Capítulo 17 Cisne do Poema
Cheng Zishu suspirou suavemente e acenou com a cabeça para ela.
— Pronto, Lele, o papai está aqui, não precisa ter medo. Agora vou comprar algo para você comer.
Ele acariciou a cabeça de Cheng Anle com ternura.
Cheng Anle encolheu-se na cama, os cabelos negros e desgrenhados caindo sobre o rosto, escondendo qualquer expressão que pudesse ter.
Cheng Zishu saiu do quarto, fechando a porta atrás de si.
[…]
Depois de um tempo, o canto da boca de Cheng Anle, escondido sob os fios negros, desenhou um leve sorriso.
— Atuou bem.
— Você também.
Disse duas frases em sequência, como se falasse consigo mesma.
— E agora, o que faremos?
— Basta seguir meu plano.
— Entendido.
[…]
No dia seguinte,
Quando Liang Jingxing foi visitá-la, encontrou Cheng Anle sentada na cama do hospital, o olhar perdido, parecendo até um pouco tola.
Na noite anterior, ele pesquisara sobre a garota na internet; nos vídeos, ela era viva e cheia de energia, completamente diferente do que via agora.
Liang Jingxing sentiu um aperto no peito e emoções desconhecidas começaram a surgir em seu coração.
— Cheng Anle?
Ele sentou-se ao lado dela e perguntou num tom suave.
[…]
Cheng Anle virou a cabeça de modo rígido; seus belos olhos, sem brilho algum, fixaram-se nele.
— Sou policial, não precisa ter medo. Posso lhe fazer algumas perguntas?
O chefe Liang, sempre conhecido por sua severidade, mostrava ali uma delicadeza rara; se Kang Chao visse aquela cena, certamente ficaria espantado.
— Pode perguntar…
Diferente do surto que ele presenciara outro dia, Cheng Anle agora exibia uma expressão tímida, como se estivesse acostumada a ser controlada pela mãe, já sem o vigor típico de uma jovem.
Liang Jingxing suspirou internamente, mas não se sentia no direito de criticar Cheng Qing.
Afinal, quem era ele para julgar o modo como os outros educam seus filhos?
— Gostaria de saber, você e a senhora Cheng Qing, sua mãe, têm algum conflito?
Liang Jingxing perguntou.
[…]
Cheng Anle permaneceu em silêncio, como se ponderasse.
— … Diário.
Demorou, mas enfim disse duas palavras.
Diário?
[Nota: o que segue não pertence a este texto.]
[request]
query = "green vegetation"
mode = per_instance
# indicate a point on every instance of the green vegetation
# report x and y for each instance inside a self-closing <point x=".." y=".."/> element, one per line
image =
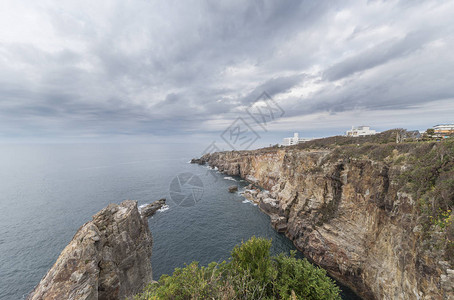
<point x="251" y="273"/>
<point x="430" y="179"/>
<point x="427" y="174"/>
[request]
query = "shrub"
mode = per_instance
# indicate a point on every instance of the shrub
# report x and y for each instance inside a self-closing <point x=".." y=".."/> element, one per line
<point x="251" y="273"/>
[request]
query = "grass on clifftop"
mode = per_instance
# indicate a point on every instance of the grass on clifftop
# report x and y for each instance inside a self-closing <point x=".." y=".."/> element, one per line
<point x="251" y="273"/>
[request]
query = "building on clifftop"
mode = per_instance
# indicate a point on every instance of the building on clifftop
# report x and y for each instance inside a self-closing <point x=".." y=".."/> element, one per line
<point x="360" y="131"/>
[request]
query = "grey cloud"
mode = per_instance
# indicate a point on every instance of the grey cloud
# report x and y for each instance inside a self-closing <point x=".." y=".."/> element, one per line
<point x="378" y="55"/>
<point x="160" y="67"/>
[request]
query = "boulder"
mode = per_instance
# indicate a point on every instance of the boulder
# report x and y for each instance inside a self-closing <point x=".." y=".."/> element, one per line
<point x="150" y="209"/>
<point x="108" y="258"/>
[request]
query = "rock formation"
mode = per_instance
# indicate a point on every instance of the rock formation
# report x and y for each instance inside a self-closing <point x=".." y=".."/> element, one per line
<point x="108" y="258"/>
<point x="233" y="188"/>
<point x="348" y="216"/>
<point x="150" y="209"/>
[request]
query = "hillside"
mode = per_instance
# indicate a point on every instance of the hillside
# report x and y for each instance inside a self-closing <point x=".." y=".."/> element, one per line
<point x="376" y="214"/>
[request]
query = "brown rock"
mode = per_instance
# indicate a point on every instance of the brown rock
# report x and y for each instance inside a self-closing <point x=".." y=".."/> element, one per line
<point x="151" y="209"/>
<point x="349" y="216"/>
<point x="233" y="188"/>
<point x="108" y="258"/>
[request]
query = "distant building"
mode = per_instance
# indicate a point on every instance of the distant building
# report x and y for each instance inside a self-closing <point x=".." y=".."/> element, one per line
<point x="294" y="140"/>
<point x="360" y="131"/>
<point x="444" y="129"/>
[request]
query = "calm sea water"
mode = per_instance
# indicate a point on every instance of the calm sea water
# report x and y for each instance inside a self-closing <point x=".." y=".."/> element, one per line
<point x="48" y="191"/>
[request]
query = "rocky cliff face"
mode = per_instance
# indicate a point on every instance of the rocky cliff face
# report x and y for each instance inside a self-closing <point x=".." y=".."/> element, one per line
<point x="108" y="258"/>
<point x="349" y="216"/>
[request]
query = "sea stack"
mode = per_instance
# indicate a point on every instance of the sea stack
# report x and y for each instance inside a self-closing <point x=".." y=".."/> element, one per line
<point x="108" y="258"/>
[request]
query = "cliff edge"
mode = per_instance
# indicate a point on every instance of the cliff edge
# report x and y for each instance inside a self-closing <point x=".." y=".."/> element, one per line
<point x="377" y="217"/>
<point x="108" y="258"/>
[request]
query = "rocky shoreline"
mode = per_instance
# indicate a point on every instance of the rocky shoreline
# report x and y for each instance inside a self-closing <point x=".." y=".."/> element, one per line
<point x="108" y="258"/>
<point x="347" y="216"/>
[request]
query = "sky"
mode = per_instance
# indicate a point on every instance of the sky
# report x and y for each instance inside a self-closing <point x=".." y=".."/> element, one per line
<point x="187" y="70"/>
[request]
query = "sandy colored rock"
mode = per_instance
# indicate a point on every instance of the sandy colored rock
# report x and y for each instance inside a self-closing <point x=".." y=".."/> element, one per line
<point x="348" y="216"/>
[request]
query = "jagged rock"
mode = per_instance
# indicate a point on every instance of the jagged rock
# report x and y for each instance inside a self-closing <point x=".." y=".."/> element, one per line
<point x="279" y="223"/>
<point x="108" y="258"/>
<point x="269" y="205"/>
<point x="151" y="209"/>
<point x="348" y="216"/>
<point x="199" y="161"/>
<point x="233" y="188"/>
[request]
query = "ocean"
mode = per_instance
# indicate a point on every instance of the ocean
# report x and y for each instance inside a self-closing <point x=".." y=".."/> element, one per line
<point x="47" y="191"/>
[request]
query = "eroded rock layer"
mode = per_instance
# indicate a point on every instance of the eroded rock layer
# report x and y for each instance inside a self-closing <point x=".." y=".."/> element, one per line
<point x="108" y="258"/>
<point x="348" y="216"/>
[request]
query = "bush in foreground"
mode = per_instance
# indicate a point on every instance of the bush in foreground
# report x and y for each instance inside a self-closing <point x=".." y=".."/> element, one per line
<point x="251" y="273"/>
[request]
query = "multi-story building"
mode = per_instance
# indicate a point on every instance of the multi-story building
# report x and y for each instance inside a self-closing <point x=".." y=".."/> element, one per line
<point x="294" y="140"/>
<point x="444" y="129"/>
<point x="360" y="131"/>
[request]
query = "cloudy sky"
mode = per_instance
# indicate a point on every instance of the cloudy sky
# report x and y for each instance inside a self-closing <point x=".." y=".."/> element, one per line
<point x="100" y="70"/>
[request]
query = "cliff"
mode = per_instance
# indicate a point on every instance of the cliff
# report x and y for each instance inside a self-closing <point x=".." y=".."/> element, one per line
<point x="108" y="258"/>
<point x="347" y="210"/>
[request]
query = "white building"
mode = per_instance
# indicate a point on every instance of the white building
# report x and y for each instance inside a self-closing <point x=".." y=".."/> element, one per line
<point x="294" y="140"/>
<point x="360" y="131"/>
<point x="444" y="129"/>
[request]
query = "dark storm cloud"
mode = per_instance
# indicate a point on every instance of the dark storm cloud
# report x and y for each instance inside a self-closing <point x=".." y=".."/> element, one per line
<point x="84" y="67"/>
<point x="378" y="55"/>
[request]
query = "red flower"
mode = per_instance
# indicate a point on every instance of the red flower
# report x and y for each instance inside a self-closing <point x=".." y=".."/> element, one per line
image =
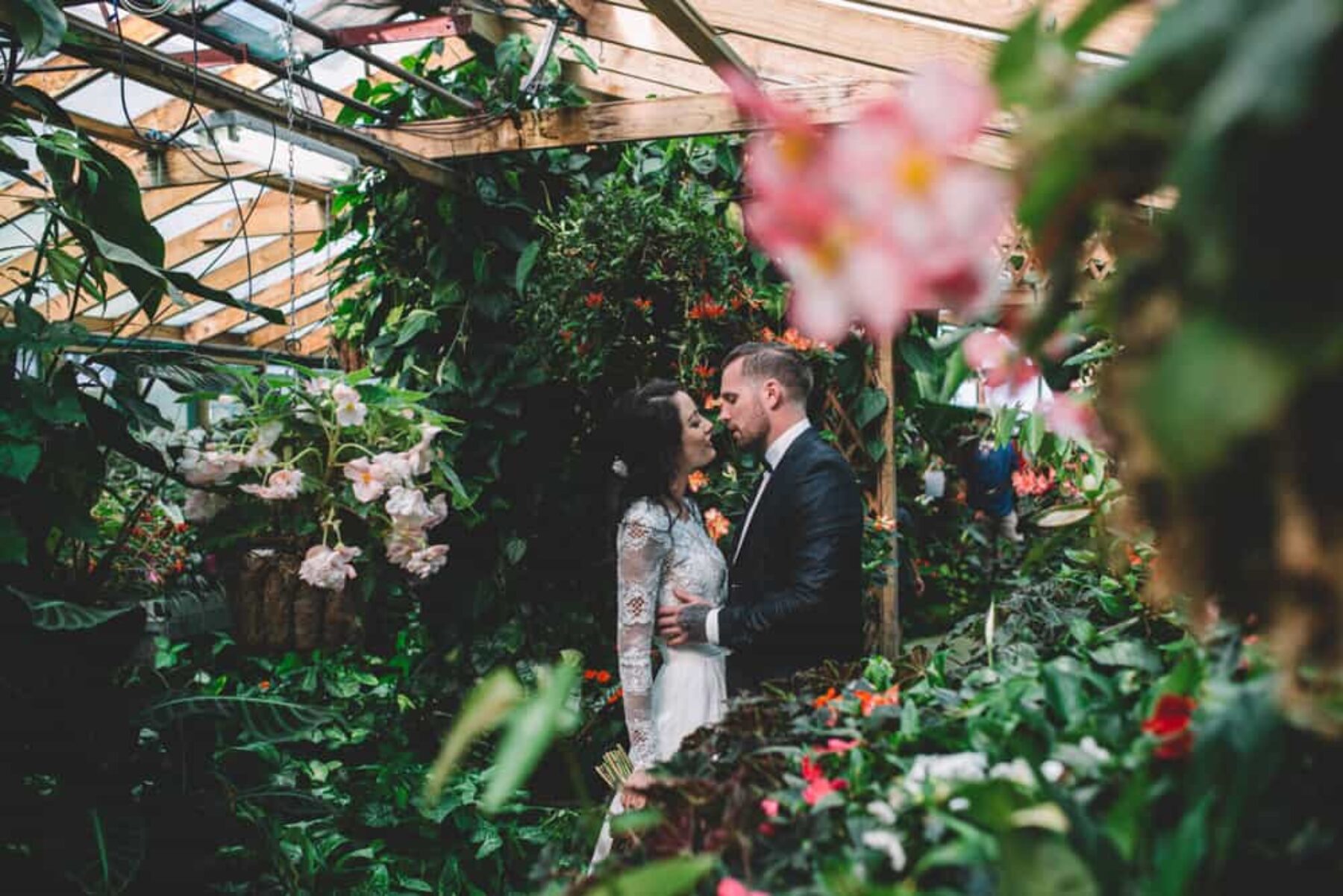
<point x="1170" y="723"/>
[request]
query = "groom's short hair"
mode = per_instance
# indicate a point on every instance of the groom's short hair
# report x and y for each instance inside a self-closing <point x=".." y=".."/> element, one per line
<point x="770" y="360"/>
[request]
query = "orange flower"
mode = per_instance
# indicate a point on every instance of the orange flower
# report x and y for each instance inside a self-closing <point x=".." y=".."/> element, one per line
<point x="718" y="524"/>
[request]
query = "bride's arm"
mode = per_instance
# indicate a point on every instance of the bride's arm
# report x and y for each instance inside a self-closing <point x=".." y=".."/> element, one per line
<point x="642" y="547"/>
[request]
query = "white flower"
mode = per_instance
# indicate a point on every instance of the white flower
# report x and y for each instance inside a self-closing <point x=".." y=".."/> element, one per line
<point x="950" y="768"/>
<point x="349" y="410"/>
<point x="208" y="466"/>
<point x="886" y="842"/>
<point x="407" y="508"/>
<point x="282" y="485"/>
<point x="436" y="510"/>
<point x="327" y="567"/>
<point x="398" y="466"/>
<point x="1094" y="750"/>
<point x="369" y="478"/>
<point x="428" y="562"/>
<point x="203" y="505"/>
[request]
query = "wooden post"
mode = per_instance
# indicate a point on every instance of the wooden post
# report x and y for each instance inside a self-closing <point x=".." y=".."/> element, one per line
<point x="888" y="637"/>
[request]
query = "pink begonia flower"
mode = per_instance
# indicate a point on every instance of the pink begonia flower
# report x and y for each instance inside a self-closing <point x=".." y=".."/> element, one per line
<point x="428" y="560"/>
<point x="1074" y="418"/>
<point x="349" y="410"/>
<point x="407" y="508"/>
<point x="733" y="887"/>
<point x="260" y="454"/>
<point x="203" y="505"/>
<point x="881" y="218"/>
<point x="369" y="478"/>
<point x="281" y="485"/>
<point x="994" y="357"/>
<point x="327" y="567"/>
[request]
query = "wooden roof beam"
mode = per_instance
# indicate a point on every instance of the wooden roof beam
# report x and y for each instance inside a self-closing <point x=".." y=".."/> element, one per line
<point x="696" y="34"/>
<point x="159" y="70"/>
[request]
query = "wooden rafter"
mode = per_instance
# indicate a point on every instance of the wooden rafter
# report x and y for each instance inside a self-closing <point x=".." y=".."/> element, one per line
<point x="696" y="34"/>
<point x="645" y="120"/>
<point x="159" y="70"/>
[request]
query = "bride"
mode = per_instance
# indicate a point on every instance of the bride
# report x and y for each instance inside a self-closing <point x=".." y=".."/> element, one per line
<point x="661" y="547"/>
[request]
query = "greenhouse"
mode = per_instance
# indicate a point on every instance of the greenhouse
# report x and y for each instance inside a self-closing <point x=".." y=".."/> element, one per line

Mas ela nunca pareceu escrever nada desse tipo…
A dúvida cresceu em Liang Jingxing, mas antes que pudesse perguntar, ouviu Cheng Anle dizer:
— O diário no escritório.
Embora não soubesse o que aquele diário teria de especial, vindo de sua boca, certamente era uma pista importante.
— Kang Chao, você ainda está na cena do crime?
— Sim, estou finalizando algumas coisas por aqui.
— Pare o que está fazendo e procure um diário no escritório do segundo andar.
— O quê? Um diário?
— Isso mesmo, pode ser uma prova importante. Procure por ele.
— Certo, entendido.
[…]
O telefone foi desligado. Liang Jingxing respirou fundo, preparando-se para o restante das perguntas.
— Então, você viu o assassino no local?
[…]
Mais uma vez, o silêncio incômodo. Mas dessa vez ela não demorou a responder e balançou a cabeça com convicção.
— Não vi quem atirou.
Faz sentido; afinal, o tiro veio de fora, não seria estranho que ela não tivesse visto nada.
Ainda assim, Liang Jingxing tinha uma intuição — sentia que Cheng Anle sabia de algo.
— Você conhece Folha Azul?
— É alguém que costuma me escrever cartas.
Cheng Anle respondeu.
— Mas o que ele escreve nem chega a ser carta, não é? Você sempre foi ameaçada por esse tipo de pessoa, nunca pensou em procurar a polícia?
A resposta não satisfez Liang Jingxing, então ele insistiu.